As Yves points out, the answer is 'no' if you replace 'malnormal' by 'almost malnormal'. However, the answer to your first question is 'yes': it is the case that the Karrass--Solitar result remains true if you only assume that $H$ is malnormal in $A$.

The action of a group $G$ on a tree $T$ is called $k$-acylindrical if, for every $g\neq 1$, the diameter of the fixed-point set of $g$ is at most $k$. If $H$ is malnormal in both $A$ and $B$ then the action on the Bass--Serre tree is 1-acylindrical; if it's just malnormal in $A$, the action is 2-acylindrical.

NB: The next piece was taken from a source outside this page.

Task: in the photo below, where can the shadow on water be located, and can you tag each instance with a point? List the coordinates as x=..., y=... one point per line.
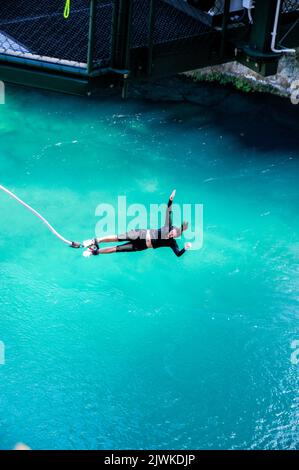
x=264, y=122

Easy exercise: If $T$ is $k$-acylindrical for some $k$ and $g$ acts hyperbolically, then the centralizer of $g$ is infinite cyclic.

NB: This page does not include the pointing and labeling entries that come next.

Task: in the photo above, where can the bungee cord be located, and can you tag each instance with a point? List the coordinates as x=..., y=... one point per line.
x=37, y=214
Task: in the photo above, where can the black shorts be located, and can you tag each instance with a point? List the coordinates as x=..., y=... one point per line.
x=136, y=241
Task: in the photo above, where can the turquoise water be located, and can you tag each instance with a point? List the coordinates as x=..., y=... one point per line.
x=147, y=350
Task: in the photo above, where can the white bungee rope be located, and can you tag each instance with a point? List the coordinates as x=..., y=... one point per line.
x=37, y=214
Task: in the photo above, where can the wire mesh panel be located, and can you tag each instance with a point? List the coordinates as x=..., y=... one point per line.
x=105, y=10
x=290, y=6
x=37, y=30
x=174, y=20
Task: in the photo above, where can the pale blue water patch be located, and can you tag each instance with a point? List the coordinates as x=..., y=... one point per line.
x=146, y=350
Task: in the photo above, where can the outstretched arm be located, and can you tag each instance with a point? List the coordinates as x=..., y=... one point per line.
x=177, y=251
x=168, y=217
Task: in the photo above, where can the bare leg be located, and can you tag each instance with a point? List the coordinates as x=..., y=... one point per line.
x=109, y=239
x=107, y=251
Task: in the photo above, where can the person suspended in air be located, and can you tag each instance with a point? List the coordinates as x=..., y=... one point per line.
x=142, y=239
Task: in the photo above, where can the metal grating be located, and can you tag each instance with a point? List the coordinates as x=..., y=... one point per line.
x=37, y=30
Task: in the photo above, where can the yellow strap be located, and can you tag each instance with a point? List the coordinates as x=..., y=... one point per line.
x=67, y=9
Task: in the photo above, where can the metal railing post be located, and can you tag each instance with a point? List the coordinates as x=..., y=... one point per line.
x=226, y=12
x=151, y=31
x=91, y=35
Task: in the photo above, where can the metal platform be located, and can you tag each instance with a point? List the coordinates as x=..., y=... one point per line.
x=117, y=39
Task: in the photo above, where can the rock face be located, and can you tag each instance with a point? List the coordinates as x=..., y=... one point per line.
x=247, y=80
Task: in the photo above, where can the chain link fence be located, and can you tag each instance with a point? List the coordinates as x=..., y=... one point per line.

So, after conjugating, we're left with the case in which $g$ is in $A$ or $B$. Note that the centralizer $Z(g)$ maps $\mathrm{Fix}(g)$ to itself. If $g\in A$ and is not conjugate into $H$ then $\mathrm{Fix}(g)$ is a single vertex stabilized by $A$, so $Z(g)\subseteq A$ as required. On the other hand, if $g\in B$ then $\mathrm{Fix}(g)$ is contained in a tree of diameter at most 2, with the central vertex stabilized by $B$. Every automorphism of $\mathrm{Fix}(g)$ with no edge inversions fixes the central vertex, and it follows that $Z(g)$ is indeed contained in $B$, as required.

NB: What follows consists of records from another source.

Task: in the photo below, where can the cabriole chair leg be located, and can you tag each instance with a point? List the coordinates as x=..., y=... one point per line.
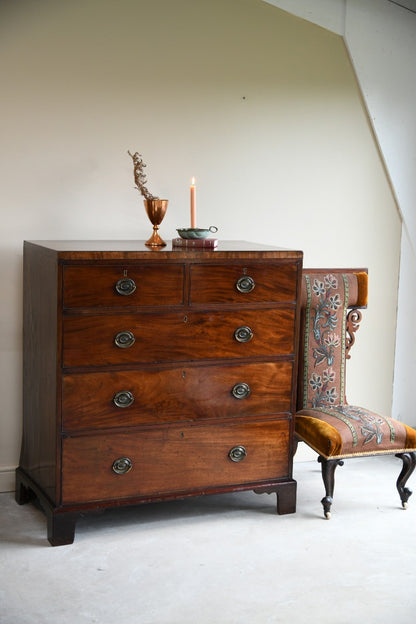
x=328, y=475
x=409, y=464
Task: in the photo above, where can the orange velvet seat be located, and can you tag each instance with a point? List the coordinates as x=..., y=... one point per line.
x=325, y=421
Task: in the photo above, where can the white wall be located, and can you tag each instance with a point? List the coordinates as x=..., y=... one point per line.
x=262, y=107
x=381, y=39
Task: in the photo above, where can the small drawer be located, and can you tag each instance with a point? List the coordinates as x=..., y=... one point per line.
x=175, y=460
x=102, y=286
x=97, y=340
x=94, y=400
x=256, y=283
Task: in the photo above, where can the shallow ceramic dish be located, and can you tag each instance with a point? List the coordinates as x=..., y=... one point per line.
x=197, y=232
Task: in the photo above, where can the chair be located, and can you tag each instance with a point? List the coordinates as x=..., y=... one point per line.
x=330, y=316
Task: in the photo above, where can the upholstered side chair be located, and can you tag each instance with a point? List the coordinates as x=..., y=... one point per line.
x=331, y=312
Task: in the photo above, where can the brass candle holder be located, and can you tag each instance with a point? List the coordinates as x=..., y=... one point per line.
x=156, y=210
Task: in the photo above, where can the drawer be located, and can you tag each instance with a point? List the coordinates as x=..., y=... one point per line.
x=177, y=459
x=252, y=283
x=94, y=400
x=91, y=340
x=101, y=286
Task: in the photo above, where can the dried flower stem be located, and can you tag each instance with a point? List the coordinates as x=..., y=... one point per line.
x=139, y=176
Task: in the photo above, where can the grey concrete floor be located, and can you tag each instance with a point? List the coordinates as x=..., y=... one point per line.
x=224, y=559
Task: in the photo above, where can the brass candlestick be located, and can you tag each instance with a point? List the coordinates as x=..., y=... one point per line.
x=156, y=210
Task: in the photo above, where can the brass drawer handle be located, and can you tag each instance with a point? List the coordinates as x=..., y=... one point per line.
x=124, y=398
x=124, y=340
x=241, y=390
x=122, y=465
x=245, y=284
x=243, y=334
x=237, y=453
x=125, y=286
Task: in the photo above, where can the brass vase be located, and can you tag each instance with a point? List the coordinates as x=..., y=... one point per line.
x=156, y=209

The answer [edit: of the second question about weakly/almost malnormal in $G$] is "no" in both cases and you need to reformulate the question as I suggested in the comments. If $F$ is a nontrivial finite group, $U,V$ are nontrivial groups and $G$ is the amalgam of $A=U\times F$ and $B=V\times F$ over $H=F$, then $F$ being finite, it is obviously almost and weakly malnormal. However, if $u$ and $v$ are nontrivial elements of $U$ and $V$, then the centralizer of $uv$ contains $F$, so is not infinite cyclic, and is not conjugate inside $A\cup B$.


I wanted to answer this question to give a solid journal citation (as requested in the comments to HJRW's answer), but also I feel there is some historical interest here.

It seems that the result you are looking for is in the next paper of Karrass and Solitar. To paraphrase the question: an old result of Karrass and Solitar from 1970 1971 says that if $g$ is a nontrivial element in an amalgamated free product $G=A*_HB$, with $H$ malnormal in $A$ or $B$, then the centralizer of $g$ in $G$ is either infinite cyclic or it is in a conjugate of a factor.

This follows from Theorem 1 of the paper Karrass, Abraham, and Donald Solitar. "The free product of two groups with a malnormal amalgamated subgroup." Canadian Journal of Mathematics 23.5 (1971): 933-959 (DOI)

Karrass and Solitar actually prove this result in the more general case when the subgroup $C$ is "$r$-step malnormal in $G$". The question here corresponds to being $2$-step malnormal, and indeed being $r$-step malnormal corresponds to being $r$-acylindrical, as in HJRW's answer. So, as they say, there is nothing new under the sun :-)